About the NDA part: some community members have the possibility to sign an NDA and get access to some Mozilla Corp information before it is public. This is absolutely not required to contribute to the code base.
About DRM: Mozilla fought against it, and caved when it became clear they could not win. But Firefox users still have to opt-in to install the binary blob (eg. Widewine), it's not bundled in the browser.
> About DRM: Mozilla fought against it, and caved when it became clear they could not win.
While I do believe there was genuine opposition to this move within the community, I think the real decision makers had already made up their minds and just made a show of "discussing" it. I feel they did it under pressure, and perhaps were even induced with promises of more revenue, from Google.
And where was the question of really caving? All they had to do was ask Google (or any other company) to develop a browser plugin for Firefox and let the user decide if they wanted it (when a user encountered it on a site, produce a pop-up alerting the user to the plug-in required). And maybe then we would have some real competition in this space too as a new plug-in war would have developed ...
> But Firefox users still have to opt-in to install the binary blob (eg. Widewine), it's not bundled in the browser.
I think since EME free versions were released, at some point a policy decision was taken to make it "opt out" in the usual general releases, as a technical person would rather opt for the EME Free version or go through the options and disable it if they so desired, where as a non-technical user might get confused about EME or DRM or plug-ins ...
I fear that the Google DRM binary blob has actually made it much easier for them to uniquely fingerprint every Firefox user with EME / Widevine despite all the ad-blockers and anti-fingerprint extensions or techniques being used. In other words, I fear that Firefox (knowingly or unwittingly) has aided Google in killing privacy on the web.
> While I do believe there was genuine opposition to this move within the community, I think the real decision makers had already made up their minds and just made a show of "discussing" it. I feel they did it under pressure, and perhaps were even induced with promises of more revenue, from Google.
The problem with beliefs is that there is no option to disprove them. Mozilla said they fought against it, the people who were there say they did fight against it, you don't believe it and think it's some kind of "show" put up.
> All they had to do was ask Google (or any other company) to develop a browser plugin for Firefox and let the user decide if they wanted it (when a user encountered it on a site, produce a pop-up alerting the user to the plug-in required).
And what incentive would companies have had to do that? Firefox simply doesn't have the market share to force anyone to develop for them. Even worse, Google has every incentive to not do it and instead pop up a banner "hey, looks like your browser doesn't support YT, use Chrome". People who argue that Mozilla was wrong to accept the DRM blob never have a good answer for this and usually then end in "people would have seen that Mozilla is right and boycotted YT" or "who cares if Mozilla has only 1% market share, it's far more important to never make any compromise".
> Firefox simply doesn't have the market share to force anyone to develop for them.
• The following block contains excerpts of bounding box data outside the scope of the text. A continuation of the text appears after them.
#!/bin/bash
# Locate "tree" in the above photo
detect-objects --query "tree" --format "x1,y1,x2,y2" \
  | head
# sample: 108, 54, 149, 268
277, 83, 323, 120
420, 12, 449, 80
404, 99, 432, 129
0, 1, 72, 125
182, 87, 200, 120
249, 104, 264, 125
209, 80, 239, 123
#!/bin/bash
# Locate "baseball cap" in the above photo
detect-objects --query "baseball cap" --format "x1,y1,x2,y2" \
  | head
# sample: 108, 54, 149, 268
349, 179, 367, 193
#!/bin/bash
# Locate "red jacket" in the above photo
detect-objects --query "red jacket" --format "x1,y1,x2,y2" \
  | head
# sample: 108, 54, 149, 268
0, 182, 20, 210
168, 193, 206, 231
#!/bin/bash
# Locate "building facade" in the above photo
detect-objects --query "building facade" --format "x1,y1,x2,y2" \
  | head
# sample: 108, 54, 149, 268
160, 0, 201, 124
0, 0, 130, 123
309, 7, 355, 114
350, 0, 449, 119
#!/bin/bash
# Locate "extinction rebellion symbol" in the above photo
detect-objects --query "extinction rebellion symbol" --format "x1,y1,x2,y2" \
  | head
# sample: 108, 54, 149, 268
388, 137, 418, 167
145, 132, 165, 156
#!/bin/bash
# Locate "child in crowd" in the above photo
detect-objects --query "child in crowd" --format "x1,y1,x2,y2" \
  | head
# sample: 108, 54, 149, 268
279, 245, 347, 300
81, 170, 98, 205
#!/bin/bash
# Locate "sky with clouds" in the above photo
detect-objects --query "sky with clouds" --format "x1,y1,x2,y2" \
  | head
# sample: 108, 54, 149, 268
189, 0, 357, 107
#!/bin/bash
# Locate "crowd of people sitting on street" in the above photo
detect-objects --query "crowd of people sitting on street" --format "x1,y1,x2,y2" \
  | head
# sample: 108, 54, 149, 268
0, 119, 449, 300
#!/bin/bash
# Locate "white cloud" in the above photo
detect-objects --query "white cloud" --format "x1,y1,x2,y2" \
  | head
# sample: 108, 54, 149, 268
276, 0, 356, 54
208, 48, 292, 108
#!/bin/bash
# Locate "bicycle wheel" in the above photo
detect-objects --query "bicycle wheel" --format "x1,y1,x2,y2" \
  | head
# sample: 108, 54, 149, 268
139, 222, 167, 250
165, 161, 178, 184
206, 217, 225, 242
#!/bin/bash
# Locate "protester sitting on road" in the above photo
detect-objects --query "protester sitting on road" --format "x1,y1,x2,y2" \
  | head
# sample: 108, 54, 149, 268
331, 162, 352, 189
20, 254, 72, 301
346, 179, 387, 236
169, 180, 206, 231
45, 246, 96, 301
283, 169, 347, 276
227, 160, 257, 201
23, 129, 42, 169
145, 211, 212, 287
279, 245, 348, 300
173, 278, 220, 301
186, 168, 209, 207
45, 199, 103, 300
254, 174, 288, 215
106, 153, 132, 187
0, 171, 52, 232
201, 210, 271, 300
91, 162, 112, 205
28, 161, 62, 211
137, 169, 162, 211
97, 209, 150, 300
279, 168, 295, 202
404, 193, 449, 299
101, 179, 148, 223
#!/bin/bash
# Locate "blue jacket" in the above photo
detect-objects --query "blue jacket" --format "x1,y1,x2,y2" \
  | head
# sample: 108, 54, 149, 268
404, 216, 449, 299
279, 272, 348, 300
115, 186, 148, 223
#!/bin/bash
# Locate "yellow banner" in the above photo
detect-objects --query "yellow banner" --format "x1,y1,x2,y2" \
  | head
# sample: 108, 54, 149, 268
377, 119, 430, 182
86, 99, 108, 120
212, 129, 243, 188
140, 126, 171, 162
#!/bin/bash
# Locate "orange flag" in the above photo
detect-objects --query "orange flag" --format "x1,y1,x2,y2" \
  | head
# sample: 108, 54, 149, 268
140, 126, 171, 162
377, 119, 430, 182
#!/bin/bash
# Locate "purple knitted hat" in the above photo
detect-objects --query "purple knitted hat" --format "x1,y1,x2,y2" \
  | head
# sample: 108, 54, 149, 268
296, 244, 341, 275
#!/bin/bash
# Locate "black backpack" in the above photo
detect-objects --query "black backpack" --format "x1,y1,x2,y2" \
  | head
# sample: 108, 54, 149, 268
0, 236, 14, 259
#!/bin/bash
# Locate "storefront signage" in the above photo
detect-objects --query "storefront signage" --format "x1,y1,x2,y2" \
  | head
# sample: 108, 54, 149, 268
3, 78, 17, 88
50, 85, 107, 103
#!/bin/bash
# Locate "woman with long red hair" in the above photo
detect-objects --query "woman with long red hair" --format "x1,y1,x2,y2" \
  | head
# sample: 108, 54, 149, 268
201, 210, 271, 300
Even worse, Google has every incentive to not do it and instead pop up a banner "hey, looks like your browser doesn't support YT, use Chrome". People who argue that Mozilla was wrong to accept the DRM blob never have a good answer for this and usually then end in "people would have seen that Mozilla is right and boycotted YT" or "who cares if Mozilla has only 1% market share, it's far more important to never make any compromise".
It wasn’t just Google: Microsoft and Apple also sold both DRM systems and content, and all three loved the idea of getting rid of Adobe. I never could get anyone to offer a credible theory for how Mozilla could fight those odds.
> And what incentive would companies have had to do that? Firefox simply doesn't have the market share to force anyone to develop for them.
- Firefox has enough of a marketshare that nobody ignores them.
- If Google wouldn't, someone else would have.
- The content providers (Netflix, Prime, Hulu etc.) would have forced them to do so.
I don't buy these arguments. And the fact that Mozilla makes it opt-in by default shows that the Mozilla board is now more concerned about revenue from Google and squeezing it as much money from their product than actually improving it. I wish the Firefox developers had more voice.
About DRM: Mozilla fought against it, and caved when it became clear they could not win. But Firefox users still have to opt-in to install the binary blob (eg. Widewine), it's not bundled in the browser.